Fun idea for a photo op, but of course we had to wait for a wisenheimer kid to stop forming a T at the end.
Previously on Midlife Crisis Crossover:
It’s that time again! The Indiana State Fair is an annual celebration of Hoosier pride, farming, food, and 4-H, with amusement park rides, cooking demos, concerts by musicians that other people love, and farm animals competing for cash prizes and herd bragging rights. My wife Anne and I attend each year as a date-day to seek new forms of creativity and imagination within a local context. Usually we’re all about the food.
…but we’re not eating every minute. And now it all comes down to this: all the other usable moments we caught on screen throughout our seven hours at the Indiana State Fairgrounds this year. Technically these are outtakes in that they don’t fit into any categories we shared from the first six chapters, but they mean something to us, even if not every one of them means all that much beyond “Whee! Fun!”

New ride this year: the Skyride! Suspended chairs carry guests up and down the main straightaway where all the best food stands are. So far it hasn’t broken down like the one at our zoo did two months ago.
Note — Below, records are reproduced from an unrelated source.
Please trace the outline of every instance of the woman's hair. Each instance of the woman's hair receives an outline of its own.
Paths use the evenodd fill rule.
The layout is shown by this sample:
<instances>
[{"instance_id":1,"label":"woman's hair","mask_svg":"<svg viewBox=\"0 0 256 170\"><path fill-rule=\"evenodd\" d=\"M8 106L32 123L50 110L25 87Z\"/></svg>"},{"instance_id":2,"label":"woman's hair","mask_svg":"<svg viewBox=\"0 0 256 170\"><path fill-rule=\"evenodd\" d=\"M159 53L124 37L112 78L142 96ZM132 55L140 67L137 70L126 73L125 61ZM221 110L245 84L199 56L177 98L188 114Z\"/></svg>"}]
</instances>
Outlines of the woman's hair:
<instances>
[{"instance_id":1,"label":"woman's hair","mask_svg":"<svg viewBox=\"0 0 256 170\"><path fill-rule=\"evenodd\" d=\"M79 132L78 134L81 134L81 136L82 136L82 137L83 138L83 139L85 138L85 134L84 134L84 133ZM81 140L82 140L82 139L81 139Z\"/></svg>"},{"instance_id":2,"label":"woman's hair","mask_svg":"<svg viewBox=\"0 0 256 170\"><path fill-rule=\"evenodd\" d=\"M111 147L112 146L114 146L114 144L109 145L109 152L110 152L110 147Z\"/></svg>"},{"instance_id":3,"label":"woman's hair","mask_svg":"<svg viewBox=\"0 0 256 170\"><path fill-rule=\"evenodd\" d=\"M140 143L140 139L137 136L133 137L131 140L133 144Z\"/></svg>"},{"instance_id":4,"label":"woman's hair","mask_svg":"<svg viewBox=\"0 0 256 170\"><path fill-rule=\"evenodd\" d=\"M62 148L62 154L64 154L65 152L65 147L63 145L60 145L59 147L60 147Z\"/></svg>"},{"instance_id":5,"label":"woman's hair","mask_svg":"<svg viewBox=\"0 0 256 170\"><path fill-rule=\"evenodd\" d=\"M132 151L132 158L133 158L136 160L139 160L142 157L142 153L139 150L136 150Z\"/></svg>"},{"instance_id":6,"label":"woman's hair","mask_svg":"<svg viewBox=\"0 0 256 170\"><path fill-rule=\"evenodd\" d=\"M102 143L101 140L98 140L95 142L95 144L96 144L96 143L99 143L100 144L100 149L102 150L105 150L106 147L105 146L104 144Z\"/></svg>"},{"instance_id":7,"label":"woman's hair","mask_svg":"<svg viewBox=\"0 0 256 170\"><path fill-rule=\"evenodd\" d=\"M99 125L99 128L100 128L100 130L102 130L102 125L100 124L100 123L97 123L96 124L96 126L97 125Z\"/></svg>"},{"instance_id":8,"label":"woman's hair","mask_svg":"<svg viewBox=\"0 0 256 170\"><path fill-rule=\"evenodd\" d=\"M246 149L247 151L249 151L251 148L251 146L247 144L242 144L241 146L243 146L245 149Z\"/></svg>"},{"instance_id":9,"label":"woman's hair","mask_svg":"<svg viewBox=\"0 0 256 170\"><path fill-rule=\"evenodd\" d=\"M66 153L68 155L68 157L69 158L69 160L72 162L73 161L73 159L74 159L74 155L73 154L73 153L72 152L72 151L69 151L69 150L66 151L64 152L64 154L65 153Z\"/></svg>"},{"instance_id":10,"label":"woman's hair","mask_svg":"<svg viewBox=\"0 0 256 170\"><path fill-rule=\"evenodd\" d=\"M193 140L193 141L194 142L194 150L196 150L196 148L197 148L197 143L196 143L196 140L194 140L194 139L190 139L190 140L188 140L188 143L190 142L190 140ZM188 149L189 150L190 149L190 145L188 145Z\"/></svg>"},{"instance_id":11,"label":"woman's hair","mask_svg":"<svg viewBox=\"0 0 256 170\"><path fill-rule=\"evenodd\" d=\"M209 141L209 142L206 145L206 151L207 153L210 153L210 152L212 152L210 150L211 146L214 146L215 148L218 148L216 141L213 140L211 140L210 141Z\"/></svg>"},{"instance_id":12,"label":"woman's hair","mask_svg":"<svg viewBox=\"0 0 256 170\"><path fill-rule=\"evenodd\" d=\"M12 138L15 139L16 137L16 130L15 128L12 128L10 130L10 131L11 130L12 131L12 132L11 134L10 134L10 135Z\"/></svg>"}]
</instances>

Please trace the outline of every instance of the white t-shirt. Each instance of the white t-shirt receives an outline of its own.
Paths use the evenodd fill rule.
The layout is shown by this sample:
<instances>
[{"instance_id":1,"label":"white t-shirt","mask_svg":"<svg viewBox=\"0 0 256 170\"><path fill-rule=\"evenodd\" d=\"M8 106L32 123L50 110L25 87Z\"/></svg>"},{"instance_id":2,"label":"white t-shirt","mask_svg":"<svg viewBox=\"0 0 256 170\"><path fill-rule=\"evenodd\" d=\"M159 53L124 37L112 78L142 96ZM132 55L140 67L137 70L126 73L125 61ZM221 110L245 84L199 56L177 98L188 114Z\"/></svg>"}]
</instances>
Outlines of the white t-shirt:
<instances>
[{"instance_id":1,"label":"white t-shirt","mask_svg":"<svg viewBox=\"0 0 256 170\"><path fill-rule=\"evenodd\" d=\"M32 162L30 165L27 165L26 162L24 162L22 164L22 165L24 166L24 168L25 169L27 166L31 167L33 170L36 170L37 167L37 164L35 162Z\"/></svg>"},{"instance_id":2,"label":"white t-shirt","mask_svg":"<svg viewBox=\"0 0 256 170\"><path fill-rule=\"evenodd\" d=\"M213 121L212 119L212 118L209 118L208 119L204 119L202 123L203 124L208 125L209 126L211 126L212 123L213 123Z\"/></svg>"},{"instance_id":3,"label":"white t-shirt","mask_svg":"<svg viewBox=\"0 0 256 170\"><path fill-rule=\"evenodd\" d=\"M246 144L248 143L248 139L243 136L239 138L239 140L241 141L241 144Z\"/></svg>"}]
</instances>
Giant inflatable cornucopia near a booth that was passing out free samples of a new carbonated lemonade containing none of the veggies seen here.
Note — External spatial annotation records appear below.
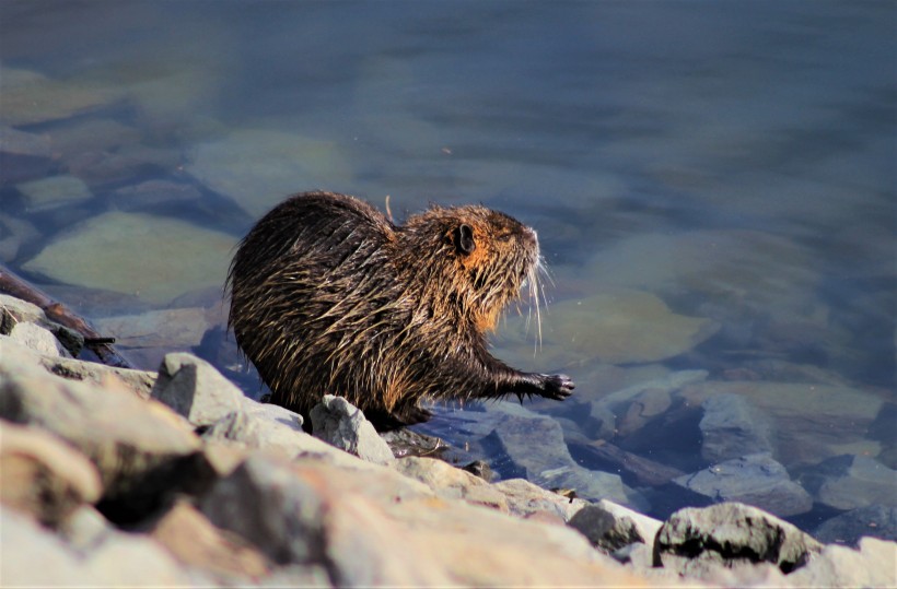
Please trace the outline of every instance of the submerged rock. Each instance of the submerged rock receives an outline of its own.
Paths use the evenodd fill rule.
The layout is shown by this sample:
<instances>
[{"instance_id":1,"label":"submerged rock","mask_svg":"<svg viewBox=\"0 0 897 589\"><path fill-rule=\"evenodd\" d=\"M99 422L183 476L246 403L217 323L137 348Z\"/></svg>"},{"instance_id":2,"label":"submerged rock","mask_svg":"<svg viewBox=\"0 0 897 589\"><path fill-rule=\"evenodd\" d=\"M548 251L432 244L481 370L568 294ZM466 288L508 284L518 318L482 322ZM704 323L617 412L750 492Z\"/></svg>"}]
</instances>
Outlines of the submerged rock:
<instances>
[{"instance_id":1,"label":"submerged rock","mask_svg":"<svg viewBox=\"0 0 897 589\"><path fill-rule=\"evenodd\" d=\"M197 145L187 172L256 219L290 195L351 177L335 143L264 129L238 129Z\"/></svg>"},{"instance_id":2,"label":"submerged rock","mask_svg":"<svg viewBox=\"0 0 897 589\"><path fill-rule=\"evenodd\" d=\"M871 505L844 511L813 531L825 543L855 546L864 535L897 541L897 507Z\"/></svg>"},{"instance_id":3,"label":"submerged rock","mask_svg":"<svg viewBox=\"0 0 897 589\"><path fill-rule=\"evenodd\" d=\"M700 576L713 566L770 563L791 573L822 549L787 521L756 507L723 503L673 514L657 532L654 566Z\"/></svg>"},{"instance_id":4,"label":"submerged rock","mask_svg":"<svg viewBox=\"0 0 897 589\"><path fill-rule=\"evenodd\" d=\"M23 269L159 304L223 284L235 243L177 219L109 212L72 227Z\"/></svg>"},{"instance_id":5,"label":"submerged rock","mask_svg":"<svg viewBox=\"0 0 897 589\"><path fill-rule=\"evenodd\" d=\"M813 498L791 481L769 453L755 453L713 464L674 482L712 500L754 505L780 517L809 511Z\"/></svg>"},{"instance_id":6,"label":"submerged rock","mask_svg":"<svg viewBox=\"0 0 897 589\"><path fill-rule=\"evenodd\" d=\"M772 451L769 420L744 397L717 394L707 399L701 409L701 456L707 461L722 462Z\"/></svg>"},{"instance_id":7,"label":"submerged rock","mask_svg":"<svg viewBox=\"0 0 897 589\"><path fill-rule=\"evenodd\" d=\"M331 446L376 464L395 460L389 446L361 410L342 397L325 394L321 403L312 408L310 417L313 435Z\"/></svg>"}]
</instances>

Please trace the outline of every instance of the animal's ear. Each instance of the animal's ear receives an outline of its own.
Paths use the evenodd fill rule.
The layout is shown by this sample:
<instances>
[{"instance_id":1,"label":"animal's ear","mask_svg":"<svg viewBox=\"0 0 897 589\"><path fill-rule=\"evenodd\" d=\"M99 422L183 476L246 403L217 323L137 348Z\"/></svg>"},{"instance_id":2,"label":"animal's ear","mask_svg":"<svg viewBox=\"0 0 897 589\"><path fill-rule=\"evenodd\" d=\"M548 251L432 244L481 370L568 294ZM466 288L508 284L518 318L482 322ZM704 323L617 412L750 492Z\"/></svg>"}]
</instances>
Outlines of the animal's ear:
<instances>
[{"instance_id":1,"label":"animal's ear","mask_svg":"<svg viewBox=\"0 0 897 589\"><path fill-rule=\"evenodd\" d=\"M455 248L459 254L465 256L473 254L477 249L477 243L474 240L474 228L470 225L462 224L455 228Z\"/></svg>"}]
</instances>

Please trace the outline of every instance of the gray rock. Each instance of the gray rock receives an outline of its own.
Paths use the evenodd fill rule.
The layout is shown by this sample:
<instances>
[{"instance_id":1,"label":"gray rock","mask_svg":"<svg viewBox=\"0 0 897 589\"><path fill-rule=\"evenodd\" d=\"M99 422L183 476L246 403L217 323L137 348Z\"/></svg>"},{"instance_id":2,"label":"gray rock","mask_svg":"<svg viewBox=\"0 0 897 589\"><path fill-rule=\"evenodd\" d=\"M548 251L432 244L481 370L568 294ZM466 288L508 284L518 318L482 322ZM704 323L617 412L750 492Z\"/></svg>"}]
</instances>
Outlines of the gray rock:
<instances>
[{"instance_id":1,"label":"gray rock","mask_svg":"<svg viewBox=\"0 0 897 589\"><path fill-rule=\"evenodd\" d=\"M897 507L870 505L851 509L822 523L813 535L826 544L850 546L855 546L864 535L897 540Z\"/></svg>"},{"instance_id":2,"label":"gray rock","mask_svg":"<svg viewBox=\"0 0 897 589\"><path fill-rule=\"evenodd\" d=\"M241 411L245 396L211 364L193 354L172 353L159 367L152 398L195 426L209 426Z\"/></svg>"},{"instance_id":3,"label":"gray rock","mask_svg":"<svg viewBox=\"0 0 897 589\"><path fill-rule=\"evenodd\" d=\"M10 330L9 337L11 340L34 350L38 354L55 357L71 357L69 351L59 343L56 335L37 323L30 321L15 323Z\"/></svg>"},{"instance_id":4,"label":"gray rock","mask_svg":"<svg viewBox=\"0 0 897 589\"><path fill-rule=\"evenodd\" d=\"M607 552L636 542L646 544L653 551L654 537L661 528L656 519L605 499L576 511L568 525L582 532L592 545Z\"/></svg>"},{"instance_id":5,"label":"gray rock","mask_svg":"<svg viewBox=\"0 0 897 589\"><path fill-rule=\"evenodd\" d=\"M713 500L746 503L781 517L813 507L809 494L769 453L726 460L673 482Z\"/></svg>"},{"instance_id":6,"label":"gray rock","mask_svg":"<svg viewBox=\"0 0 897 589\"><path fill-rule=\"evenodd\" d=\"M199 438L168 408L120 384L100 390L28 360L13 347L0 354L0 416L48 429L81 450L97 467L106 499L139 502L159 485L174 490L172 472L193 468Z\"/></svg>"},{"instance_id":7,"label":"gray rock","mask_svg":"<svg viewBox=\"0 0 897 589\"><path fill-rule=\"evenodd\" d=\"M788 580L793 587L897 587L897 544L863 538L859 550L828 545Z\"/></svg>"},{"instance_id":8,"label":"gray rock","mask_svg":"<svg viewBox=\"0 0 897 589\"><path fill-rule=\"evenodd\" d=\"M897 507L897 471L865 456L829 458L805 470L800 481L818 503L835 509Z\"/></svg>"},{"instance_id":9,"label":"gray rock","mask_svg":"<svg viewBox=\"0 0 897 589\"><path fill-rule=\"evenodd\" d=\"M718 565L771 563L788 574L822 549L819 542L771 514L722 503L673 514L657 531L654 566L700 575Z\"/></svg>"},{"instance_id":10,"label":"gray rock","mask_svg":"<svg viewBox=\"0 0 897 589\"><path fill-rule=\"evenodd\" d=\"M787 468L843 453L881 451L881 444L867 437L884 404L876 394L847 386L739 380L691 384L676 397L698 407L725 393L750 399L769 416L774 458Z\"/></svg>"},{"instance_id":11,"label":"gray rock","mask_svg":"<svg viewBox=\"0 0 897 589\"><path fill-rule=\"evenodd\" d=\"M168 180L147 180L138 185L124 186L113 192L116 208L123 211L155 207L165 202L190 202L202 198L202 192L193 185Z\"/></svg>"},{"instance_id":12,"label":"gray rock","mask_svg":"<svg viewBox=\"0 0 897 589\"><path fill-rule=\"evenodd\" d=\"M504 494L479 476L457 469L434 458L407 457L396 460L395 469L406 476L426 484L444 499L464 499L508 511Z\"/></svg>"},{"instance_id":13,"label":"gray rock","mask_svg":"<svg viewBox=\"0 0 897 589\"><path fill-rule=\"evenodd\" d=\"M325 394L321 403L312 408L310 416L315 437L375 464L395 460L393 450L361 410L342 397Z\"/></svg>"},{"instance_id":14,"label":"gray rock","mask_svg":"<svg viewBox=\"0 0 897 589\"><path fill-rule=\"evenodd\" d=\"M22 267L67 284L161 304L220 286L235 243L231 235L177 219L113 211L71 227Z\"/></svg>"},{"instance_id":15,"label":"gray rock","mask_svg":"<svg viewBox=\"0 0 897 589\"><path fill-rule=\"evenodd\" d=\"M145 537L110 531L81 553L46 528L0 507L0 570L10 587L208 587Z\"/></svg>"},{"instance_id":16,"label":"gray rock","mask_svg":"<svg viewBox=\"0 0 897 589\"><path fill-rule=\"evenodd\" d=\"M259 217L300 186L334 186L351 169L338 144L295 133L237 129L196 146L187 172Z\"/></svg>"},{"instance_id":17,"label":"gray rock","mask_svg":"<svg viewBox=\"0 0 897 589\"><path fill-rule=\"evenodd\" d=\"M53 165L49 138L0 126L0 169L4 184L42 178Z\"/></svg>"},{"instance_id":18,"label":"gray rock","mask_svg":"<svg viewBox=\"0 0 897 589\"><path fill-rule=\"evenodd\" d=\"M772 451L769 420L744 397L717 394L701 409L701 456L709 462Z\"/></svg>"},{"instance_id":19,"label":"gray rock","mask_svg":"<svg viewBox=\"0 0 897 589\"><path fill-rule=\"evenodd\" d=\"M534 439L539 444L533 445ZM560 425L550 417L504 415L496 421L484 445L492 447L499 462L505 462L493 464L505 476L523 476L546 488L572 488L586 498L608 498L624 505L642 502L618 475L576 464Z\"/></svg>"},{"instance_id":20,"label":"gray rock","mask_svg":"<svg viewBox=\"0 0 897 589\"><path fill-rule=\"evenodd\" d=\"M40 429L0 421L0 498L46 525L57 525L100 498L100 473L88 458Z\"/></svg>"}]
</instances>

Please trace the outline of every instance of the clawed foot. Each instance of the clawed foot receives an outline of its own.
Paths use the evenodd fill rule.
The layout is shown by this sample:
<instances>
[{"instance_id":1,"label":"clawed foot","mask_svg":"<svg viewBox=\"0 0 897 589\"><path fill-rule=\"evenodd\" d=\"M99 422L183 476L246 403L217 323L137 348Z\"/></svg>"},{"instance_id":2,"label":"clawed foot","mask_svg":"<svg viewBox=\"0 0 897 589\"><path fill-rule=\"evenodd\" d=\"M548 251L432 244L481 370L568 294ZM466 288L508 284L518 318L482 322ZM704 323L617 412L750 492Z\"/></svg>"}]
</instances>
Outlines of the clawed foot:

One of several bonsai trees vying for attention. This one wins in my book because it was the only one to add figurines.

Anne’s favorite part of the day: meeting an actual WWII veteran, who’d just happened to stop for photos with these servicemen. She will brake for any WWII vet and ask them their story. It’s her thing.

Exposition Hall lets folks meet a variety of construction companies, DirecTV shills, As Seen on TV hucksters, and interesting merchandisers. We really need more Parks & Rec merch in our lives, but this shirt wasn’t in my size. I had to settle for a cool Mouse Rat sticker.

Purdue University organized a special section n the Ag-Hot Building devoted to heart health, which was equipped with lawn furniture that checked our vital signs.

We appreciated the Indiana Secretary of State sponsoring a booth that took our pic for posterity, even if goofy props are no substitute for jazz hands.
The End. Lord willing, we’ll see ’em again next year.